Sa phrase semble tirée d’un de ces grands discours humanistes, pourtant on devine qu’elle monte du plus profond de lui.

— L’histoire n’est pas si injuste que cela, observe Kévin. Cet homme a fini par trouver un travail ailleurs, et il avait rencontré en prime la femme de sa vie.

— C’est quand même une belle histoire ! commente Alexandre avant de rebondir :

— Et toi Mélanie, ta plus belle preuve d’amour ?

Elle hésite.

— Mentir à des gens que j’aime pour protéger celui que j’aime.

Anticipant les réactions qui se profilent déjà, Mélanie s’empresse d’ajouter :

— N’y pensez même pas ! Vous n’en saurez pas plus.

Elle semble très émue. Je ne trouve pas d’autre soutien à lui adresser qu’un sourire.

— Et toi, Marie ? demande Clara.

Je ne sais pas quoi répondre. Le fait d’y croire tous les jours avec Hugues alors que n’importe qui aurait compris que c’était fichu ? Mais ce n’était pas une preuve d’amour, c’était de la bêtise. Attendre dans un hall de gare en souffrant le martyre ?

— Les preuves d’amour que j’ai pu donner jusqu’à présent n’ont servi à rien. Elles ne devaient pas être assez belles. J’en ai par contre reçu beaucoup, de ma mère, de ma sœur et de mes proches. Je me dis que si un jour j’ai la chance de rencontrer quelqu’un que j’aime vraiment, alors j’aurai peut-être l’occasion de lui en offrir.

Lorsque le tour de Sandro est arrivé, il a parlé de son grand-père, pompier, qui a sacrifié sa vie pour sauver trois enfants d’un appartement en feu. Il a cru que leur mère s’y trouvait encore et y est retourné.
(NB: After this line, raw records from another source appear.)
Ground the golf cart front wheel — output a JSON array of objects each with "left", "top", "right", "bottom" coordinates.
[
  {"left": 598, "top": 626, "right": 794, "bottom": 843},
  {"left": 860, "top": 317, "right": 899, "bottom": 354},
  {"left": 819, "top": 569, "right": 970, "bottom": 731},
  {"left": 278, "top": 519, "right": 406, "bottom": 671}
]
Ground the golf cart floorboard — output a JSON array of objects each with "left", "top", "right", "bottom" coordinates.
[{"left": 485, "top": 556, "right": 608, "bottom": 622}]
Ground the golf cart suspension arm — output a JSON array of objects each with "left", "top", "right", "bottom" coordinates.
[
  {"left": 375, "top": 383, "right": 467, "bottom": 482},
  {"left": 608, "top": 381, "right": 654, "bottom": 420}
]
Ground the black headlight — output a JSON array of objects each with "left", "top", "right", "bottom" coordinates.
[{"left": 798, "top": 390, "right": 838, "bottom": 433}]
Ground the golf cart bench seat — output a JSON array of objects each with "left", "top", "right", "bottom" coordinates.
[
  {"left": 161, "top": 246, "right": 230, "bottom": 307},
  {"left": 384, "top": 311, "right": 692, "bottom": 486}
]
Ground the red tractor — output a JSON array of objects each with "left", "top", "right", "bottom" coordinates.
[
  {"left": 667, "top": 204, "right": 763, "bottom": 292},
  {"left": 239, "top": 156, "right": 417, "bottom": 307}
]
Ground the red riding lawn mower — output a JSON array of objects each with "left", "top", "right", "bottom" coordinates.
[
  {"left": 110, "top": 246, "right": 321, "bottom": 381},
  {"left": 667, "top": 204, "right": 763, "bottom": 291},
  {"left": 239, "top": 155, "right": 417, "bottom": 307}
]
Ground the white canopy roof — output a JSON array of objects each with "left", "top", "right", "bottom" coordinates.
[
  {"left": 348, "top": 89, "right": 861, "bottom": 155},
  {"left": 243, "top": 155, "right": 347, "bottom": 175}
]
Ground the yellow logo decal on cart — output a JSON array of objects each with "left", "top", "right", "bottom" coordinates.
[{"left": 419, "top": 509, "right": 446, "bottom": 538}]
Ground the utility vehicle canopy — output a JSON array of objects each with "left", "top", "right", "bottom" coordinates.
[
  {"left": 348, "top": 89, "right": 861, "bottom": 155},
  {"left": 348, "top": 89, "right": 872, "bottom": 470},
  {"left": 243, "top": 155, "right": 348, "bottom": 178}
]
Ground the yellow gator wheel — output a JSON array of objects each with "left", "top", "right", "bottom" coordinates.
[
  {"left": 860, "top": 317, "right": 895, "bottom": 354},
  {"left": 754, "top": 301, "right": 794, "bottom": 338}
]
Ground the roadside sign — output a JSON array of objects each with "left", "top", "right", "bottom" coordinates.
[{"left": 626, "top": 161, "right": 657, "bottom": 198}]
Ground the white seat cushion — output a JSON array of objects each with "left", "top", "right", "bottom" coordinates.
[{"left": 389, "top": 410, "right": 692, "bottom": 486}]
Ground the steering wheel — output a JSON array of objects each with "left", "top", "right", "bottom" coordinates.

Elle avait déjà été évacuée et lui n’est jamais ressorti du brasier qui s’est effondré. En le racontant, Sandro était bouleversé. Nous avons tous mieux compris sa remarque sur les actes d’amour que l’on peut offrir même aux inconnus.

— C’est en mémoire de ce qu’il a accompli que mon père et moi sommes devenus pompiers, a confié Sandro. J’espère que, si j’en ai un jour, mes enfants le seront à leur tour. Ce monde ne fonctionne pas si personne n’est prêt à se sacrifier pour les autres.

J’ai la gorge serrée par l’émotion, mais je ne sais pas si je veux que nos enfants deviennent pompiers. Je redoute d’avoir toujours peur qu’il leur arrive quelque chose. Et puis la simple idée que nos petits puissent risquer leur peau pour sauver celle d’un irresponsable comme Hugues ou un de ses copains qui se croient invincibles me fait bondir.

Alexandre a sobrement répondu qu’il avait lui aussi reçu beaucoup de preuves d’amour de sa famille, mais qu’il n’était pas capable de juger pour lui-même.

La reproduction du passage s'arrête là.